個人的にジョン・ルーリーというと、ラウンジ・リザーズなどミュージシャンとしての本業よりも、やはり初期のジム・ジャームッシュ作品に代表される映画関係の仕事で知った人である。
彼は80年代から90年代にかけて、音楽にしろ映画にしろ、当時先端にいた多くの才能と仕事をしてきた、紛れもなくニューヨークのアートシーンの重要人物、というか一種の文化的アイコンだったわけで、そういう人の回想録だから面白いに決まっているのだが、内容は読んでてかなりツラそうだ。
基本的に恨みつらみの本でもある。途中でこう書いている。「これを書いている2〜3年の間、『ジムを貶さないようにしよう』と自分に言い聞かせてきた。けど、結局それは不可能だった」。
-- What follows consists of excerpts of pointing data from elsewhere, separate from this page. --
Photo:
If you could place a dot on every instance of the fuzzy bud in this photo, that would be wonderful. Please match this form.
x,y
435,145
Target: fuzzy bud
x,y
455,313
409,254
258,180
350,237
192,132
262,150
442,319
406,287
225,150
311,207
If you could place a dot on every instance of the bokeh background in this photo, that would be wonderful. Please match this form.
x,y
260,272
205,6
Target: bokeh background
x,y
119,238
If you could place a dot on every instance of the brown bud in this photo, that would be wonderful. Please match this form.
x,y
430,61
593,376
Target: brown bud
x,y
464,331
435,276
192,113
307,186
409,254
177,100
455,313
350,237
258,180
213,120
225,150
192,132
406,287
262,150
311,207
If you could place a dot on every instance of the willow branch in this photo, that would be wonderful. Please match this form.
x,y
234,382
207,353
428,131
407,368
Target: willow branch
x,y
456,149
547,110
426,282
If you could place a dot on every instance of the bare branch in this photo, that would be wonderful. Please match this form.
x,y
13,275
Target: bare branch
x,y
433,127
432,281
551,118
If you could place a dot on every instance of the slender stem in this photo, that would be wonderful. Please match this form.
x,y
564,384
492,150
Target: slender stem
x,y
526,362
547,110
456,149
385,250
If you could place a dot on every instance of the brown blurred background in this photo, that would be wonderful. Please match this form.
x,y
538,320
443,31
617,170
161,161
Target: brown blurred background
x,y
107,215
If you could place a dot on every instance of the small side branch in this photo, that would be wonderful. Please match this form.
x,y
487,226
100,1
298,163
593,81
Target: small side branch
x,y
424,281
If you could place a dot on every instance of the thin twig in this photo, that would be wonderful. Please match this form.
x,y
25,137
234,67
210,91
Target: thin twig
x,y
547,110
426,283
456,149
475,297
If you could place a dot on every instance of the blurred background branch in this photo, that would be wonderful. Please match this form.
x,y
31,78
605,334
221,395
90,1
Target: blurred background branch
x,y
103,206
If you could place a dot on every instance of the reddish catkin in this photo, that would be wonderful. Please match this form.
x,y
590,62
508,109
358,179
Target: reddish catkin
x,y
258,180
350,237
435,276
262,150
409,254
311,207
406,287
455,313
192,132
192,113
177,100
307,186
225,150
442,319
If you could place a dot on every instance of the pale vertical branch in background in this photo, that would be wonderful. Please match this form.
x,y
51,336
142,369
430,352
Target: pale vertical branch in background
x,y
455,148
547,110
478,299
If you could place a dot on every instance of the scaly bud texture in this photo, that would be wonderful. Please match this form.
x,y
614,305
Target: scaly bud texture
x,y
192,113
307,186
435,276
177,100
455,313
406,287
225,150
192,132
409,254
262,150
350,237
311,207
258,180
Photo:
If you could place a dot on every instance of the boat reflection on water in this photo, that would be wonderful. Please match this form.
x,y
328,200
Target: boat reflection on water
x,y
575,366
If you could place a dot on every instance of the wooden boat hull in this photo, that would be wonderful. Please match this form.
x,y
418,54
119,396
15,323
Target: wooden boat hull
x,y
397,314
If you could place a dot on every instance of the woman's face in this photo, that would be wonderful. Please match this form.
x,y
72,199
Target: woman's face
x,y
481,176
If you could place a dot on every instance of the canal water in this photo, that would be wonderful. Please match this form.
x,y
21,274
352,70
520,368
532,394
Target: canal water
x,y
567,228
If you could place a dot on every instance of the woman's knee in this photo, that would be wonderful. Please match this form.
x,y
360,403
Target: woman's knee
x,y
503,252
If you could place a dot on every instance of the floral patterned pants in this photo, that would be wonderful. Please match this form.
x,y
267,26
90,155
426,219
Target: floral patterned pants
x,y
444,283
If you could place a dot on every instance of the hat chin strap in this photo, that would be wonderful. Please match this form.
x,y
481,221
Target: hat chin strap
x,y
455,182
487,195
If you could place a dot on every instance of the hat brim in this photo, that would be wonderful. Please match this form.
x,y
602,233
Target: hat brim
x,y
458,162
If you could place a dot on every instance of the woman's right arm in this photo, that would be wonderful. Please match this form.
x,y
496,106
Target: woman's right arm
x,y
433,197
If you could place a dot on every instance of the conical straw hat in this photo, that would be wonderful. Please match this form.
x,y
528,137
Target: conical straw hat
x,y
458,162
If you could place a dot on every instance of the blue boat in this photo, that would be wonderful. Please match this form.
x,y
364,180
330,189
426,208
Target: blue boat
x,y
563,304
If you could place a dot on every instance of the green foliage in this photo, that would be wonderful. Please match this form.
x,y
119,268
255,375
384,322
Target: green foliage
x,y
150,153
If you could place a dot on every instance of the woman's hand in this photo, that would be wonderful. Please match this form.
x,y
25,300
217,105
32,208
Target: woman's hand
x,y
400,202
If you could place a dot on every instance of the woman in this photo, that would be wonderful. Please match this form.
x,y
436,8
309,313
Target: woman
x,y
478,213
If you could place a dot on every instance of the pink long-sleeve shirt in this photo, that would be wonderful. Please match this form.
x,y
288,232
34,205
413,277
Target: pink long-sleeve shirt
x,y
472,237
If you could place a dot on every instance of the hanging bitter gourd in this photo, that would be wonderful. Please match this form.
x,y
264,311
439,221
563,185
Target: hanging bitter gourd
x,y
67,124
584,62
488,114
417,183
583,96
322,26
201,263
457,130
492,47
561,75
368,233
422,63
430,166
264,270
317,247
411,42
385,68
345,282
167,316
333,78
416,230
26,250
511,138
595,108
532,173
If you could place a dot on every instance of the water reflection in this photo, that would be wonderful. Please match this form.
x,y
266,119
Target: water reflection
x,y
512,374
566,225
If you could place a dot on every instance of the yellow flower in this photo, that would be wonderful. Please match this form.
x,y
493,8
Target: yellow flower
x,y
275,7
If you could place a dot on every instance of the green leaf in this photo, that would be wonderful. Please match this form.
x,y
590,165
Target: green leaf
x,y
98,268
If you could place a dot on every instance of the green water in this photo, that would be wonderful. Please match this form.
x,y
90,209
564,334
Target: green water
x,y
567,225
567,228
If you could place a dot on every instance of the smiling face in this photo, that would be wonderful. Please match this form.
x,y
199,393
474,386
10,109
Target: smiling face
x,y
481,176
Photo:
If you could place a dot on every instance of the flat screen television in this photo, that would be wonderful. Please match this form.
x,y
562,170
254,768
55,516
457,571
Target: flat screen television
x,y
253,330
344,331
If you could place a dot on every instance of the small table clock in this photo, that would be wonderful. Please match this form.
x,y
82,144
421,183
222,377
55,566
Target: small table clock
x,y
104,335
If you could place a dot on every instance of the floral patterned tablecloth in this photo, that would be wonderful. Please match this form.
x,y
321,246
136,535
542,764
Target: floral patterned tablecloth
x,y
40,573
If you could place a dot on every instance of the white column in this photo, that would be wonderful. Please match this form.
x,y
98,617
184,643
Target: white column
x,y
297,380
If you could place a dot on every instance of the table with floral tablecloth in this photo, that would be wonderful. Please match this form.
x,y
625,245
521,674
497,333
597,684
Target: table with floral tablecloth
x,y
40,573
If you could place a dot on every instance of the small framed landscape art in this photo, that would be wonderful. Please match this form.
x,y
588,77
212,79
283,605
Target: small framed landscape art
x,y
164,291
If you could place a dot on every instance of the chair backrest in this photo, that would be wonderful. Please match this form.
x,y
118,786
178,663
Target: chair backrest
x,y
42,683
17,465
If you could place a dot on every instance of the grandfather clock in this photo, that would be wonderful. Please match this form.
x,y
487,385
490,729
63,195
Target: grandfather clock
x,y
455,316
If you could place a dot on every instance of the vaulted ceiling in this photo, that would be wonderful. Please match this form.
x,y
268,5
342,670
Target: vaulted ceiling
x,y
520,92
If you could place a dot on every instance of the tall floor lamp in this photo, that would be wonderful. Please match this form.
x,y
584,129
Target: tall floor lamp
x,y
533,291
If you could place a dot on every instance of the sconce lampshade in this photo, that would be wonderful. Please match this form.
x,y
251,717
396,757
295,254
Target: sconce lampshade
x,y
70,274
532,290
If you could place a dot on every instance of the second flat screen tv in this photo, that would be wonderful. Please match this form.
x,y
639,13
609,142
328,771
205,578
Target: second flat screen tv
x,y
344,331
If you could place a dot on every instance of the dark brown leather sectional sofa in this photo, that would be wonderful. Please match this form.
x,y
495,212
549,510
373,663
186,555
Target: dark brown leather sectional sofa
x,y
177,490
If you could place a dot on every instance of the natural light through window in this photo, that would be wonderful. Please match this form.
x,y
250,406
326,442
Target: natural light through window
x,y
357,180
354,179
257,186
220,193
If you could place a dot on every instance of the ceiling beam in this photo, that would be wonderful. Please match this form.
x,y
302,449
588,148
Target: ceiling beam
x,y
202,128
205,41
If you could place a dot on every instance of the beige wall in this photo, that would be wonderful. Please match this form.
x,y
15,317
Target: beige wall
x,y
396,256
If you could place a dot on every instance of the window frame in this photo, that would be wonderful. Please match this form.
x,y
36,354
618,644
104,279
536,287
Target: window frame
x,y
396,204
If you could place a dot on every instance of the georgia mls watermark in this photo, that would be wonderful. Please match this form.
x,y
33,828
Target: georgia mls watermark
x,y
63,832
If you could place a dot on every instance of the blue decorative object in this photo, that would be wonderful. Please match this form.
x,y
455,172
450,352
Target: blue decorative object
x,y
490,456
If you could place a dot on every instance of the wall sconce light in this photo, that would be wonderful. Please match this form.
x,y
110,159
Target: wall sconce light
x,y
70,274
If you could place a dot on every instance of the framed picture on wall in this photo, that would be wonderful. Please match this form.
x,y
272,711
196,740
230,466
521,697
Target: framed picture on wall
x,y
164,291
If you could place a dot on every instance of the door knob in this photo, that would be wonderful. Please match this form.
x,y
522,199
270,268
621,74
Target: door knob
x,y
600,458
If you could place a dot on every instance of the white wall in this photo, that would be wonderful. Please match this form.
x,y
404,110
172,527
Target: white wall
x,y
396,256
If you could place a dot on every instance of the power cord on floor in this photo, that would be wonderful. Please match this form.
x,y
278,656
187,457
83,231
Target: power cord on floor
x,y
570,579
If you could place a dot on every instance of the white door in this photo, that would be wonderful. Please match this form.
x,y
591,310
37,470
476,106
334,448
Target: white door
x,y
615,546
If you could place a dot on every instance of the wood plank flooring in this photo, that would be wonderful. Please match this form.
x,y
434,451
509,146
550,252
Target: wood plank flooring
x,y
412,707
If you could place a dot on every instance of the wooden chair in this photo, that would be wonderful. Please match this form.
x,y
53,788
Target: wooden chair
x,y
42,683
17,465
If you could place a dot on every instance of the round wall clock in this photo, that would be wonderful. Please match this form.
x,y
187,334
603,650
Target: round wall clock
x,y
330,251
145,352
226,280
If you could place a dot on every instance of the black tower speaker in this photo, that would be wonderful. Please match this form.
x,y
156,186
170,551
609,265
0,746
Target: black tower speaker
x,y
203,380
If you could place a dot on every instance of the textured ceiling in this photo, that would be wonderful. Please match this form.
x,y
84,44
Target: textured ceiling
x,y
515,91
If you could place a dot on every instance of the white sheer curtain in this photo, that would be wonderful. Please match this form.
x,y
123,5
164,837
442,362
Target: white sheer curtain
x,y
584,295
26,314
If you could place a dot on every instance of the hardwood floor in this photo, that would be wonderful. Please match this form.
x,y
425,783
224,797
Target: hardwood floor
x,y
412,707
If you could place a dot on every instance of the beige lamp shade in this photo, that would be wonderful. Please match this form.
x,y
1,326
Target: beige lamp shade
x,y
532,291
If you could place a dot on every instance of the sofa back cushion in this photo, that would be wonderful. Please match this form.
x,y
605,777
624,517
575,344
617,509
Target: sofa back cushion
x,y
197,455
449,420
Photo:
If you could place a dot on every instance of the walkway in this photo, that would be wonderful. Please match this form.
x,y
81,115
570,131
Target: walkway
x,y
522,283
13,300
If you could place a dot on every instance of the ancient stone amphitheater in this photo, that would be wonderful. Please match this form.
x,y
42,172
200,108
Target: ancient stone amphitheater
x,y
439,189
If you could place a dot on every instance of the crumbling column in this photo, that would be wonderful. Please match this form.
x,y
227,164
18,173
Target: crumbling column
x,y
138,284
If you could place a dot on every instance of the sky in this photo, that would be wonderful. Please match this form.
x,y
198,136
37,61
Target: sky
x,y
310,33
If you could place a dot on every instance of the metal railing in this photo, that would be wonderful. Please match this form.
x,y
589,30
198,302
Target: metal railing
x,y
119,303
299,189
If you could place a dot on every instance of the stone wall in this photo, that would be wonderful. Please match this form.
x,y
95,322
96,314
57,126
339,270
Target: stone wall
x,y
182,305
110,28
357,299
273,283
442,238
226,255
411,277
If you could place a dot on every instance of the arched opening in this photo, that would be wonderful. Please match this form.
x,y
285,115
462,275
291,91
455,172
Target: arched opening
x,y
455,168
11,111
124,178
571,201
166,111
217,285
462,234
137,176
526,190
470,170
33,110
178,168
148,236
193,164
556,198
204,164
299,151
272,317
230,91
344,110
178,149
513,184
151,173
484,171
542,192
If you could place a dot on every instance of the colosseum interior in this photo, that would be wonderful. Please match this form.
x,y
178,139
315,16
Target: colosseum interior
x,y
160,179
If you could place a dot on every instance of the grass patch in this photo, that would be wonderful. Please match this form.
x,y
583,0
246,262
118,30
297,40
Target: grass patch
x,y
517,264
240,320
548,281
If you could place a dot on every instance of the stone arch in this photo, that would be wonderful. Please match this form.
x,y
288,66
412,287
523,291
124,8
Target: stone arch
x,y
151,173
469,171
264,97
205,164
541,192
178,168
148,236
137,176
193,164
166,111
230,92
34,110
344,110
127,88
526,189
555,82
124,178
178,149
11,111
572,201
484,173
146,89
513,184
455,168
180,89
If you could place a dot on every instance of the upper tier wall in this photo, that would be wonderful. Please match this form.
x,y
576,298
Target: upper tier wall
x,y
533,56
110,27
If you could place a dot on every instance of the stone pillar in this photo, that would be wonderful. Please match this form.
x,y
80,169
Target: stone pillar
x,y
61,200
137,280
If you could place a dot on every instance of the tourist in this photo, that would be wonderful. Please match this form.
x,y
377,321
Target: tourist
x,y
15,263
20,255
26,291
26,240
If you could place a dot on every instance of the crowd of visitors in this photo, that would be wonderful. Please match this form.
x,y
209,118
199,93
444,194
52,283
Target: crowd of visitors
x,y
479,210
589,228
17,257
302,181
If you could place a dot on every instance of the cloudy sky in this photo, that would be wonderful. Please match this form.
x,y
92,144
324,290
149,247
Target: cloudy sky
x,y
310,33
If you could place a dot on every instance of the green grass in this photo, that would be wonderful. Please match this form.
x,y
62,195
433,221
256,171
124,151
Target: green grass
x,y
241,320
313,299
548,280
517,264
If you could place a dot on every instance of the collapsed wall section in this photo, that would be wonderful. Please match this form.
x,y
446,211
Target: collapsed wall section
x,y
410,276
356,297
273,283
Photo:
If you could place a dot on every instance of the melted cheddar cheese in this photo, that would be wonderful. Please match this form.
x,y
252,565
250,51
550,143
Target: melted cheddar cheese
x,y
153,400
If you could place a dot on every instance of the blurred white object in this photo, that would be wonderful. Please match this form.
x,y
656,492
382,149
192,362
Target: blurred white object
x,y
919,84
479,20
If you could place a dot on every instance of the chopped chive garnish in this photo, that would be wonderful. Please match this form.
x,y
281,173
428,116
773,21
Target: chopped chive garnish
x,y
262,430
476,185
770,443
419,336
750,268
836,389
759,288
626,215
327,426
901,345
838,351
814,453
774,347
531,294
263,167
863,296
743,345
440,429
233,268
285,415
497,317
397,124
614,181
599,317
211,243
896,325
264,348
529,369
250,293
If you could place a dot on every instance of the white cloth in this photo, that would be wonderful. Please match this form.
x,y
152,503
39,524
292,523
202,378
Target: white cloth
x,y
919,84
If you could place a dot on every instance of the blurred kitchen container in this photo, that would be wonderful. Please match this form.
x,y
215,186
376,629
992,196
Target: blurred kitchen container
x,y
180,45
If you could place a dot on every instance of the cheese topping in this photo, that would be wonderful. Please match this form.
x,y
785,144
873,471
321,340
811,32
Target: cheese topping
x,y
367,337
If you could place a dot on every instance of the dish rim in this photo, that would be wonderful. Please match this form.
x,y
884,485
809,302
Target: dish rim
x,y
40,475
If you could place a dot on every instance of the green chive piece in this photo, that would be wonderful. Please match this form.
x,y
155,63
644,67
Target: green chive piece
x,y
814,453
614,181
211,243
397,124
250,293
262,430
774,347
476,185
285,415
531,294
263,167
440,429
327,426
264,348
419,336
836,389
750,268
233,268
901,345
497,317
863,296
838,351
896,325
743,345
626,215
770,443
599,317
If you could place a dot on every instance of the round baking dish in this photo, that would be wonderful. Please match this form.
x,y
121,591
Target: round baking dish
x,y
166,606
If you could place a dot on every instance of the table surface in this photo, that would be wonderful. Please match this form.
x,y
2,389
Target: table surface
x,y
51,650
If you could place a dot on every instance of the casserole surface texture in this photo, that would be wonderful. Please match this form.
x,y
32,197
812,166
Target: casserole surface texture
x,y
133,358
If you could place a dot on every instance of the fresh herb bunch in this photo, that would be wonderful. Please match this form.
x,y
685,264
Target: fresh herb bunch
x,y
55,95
ジムとはジャームッシュのことだ。
骨の歴史 ジョン・ルーリー 回想録|山下泰司 Yasushi Yamashita|note
上に書いたように、ワタシはジョン・ルーリーというとジム・ジャームッシュ作品で知った人だし、近年の彼の作品だと『パターソン』は大好きなので、彼についての批判を少なからず含むのはいささか悲しいものがある。けど、本当なら仕方ない。
しかし、ジャームッシュだけでなく、ヴィム・ヴェンダース、マーティン・スコセッシ、デヴィッド・リンチ、バリー・ソネンフェルドといった映画監督についてもだいたいネガティブな記述があるとのことで、それは読んでみたい。
あと、彼がジャン=ミシェル・バスキアと深い付き合いがあったのは知らなかった。彼との逸話はなんとも言えない切なさがある。
かつて、暗く、苦々しく、悲しい話にこそワタシは惹かれると書いたことがあるが、ワタシが回想録で読みたいのは、偉人の余裕から出る忖度やヨイショではなく、そういう話なんだよね。どこか邦訳を検討いただけないものだろうか。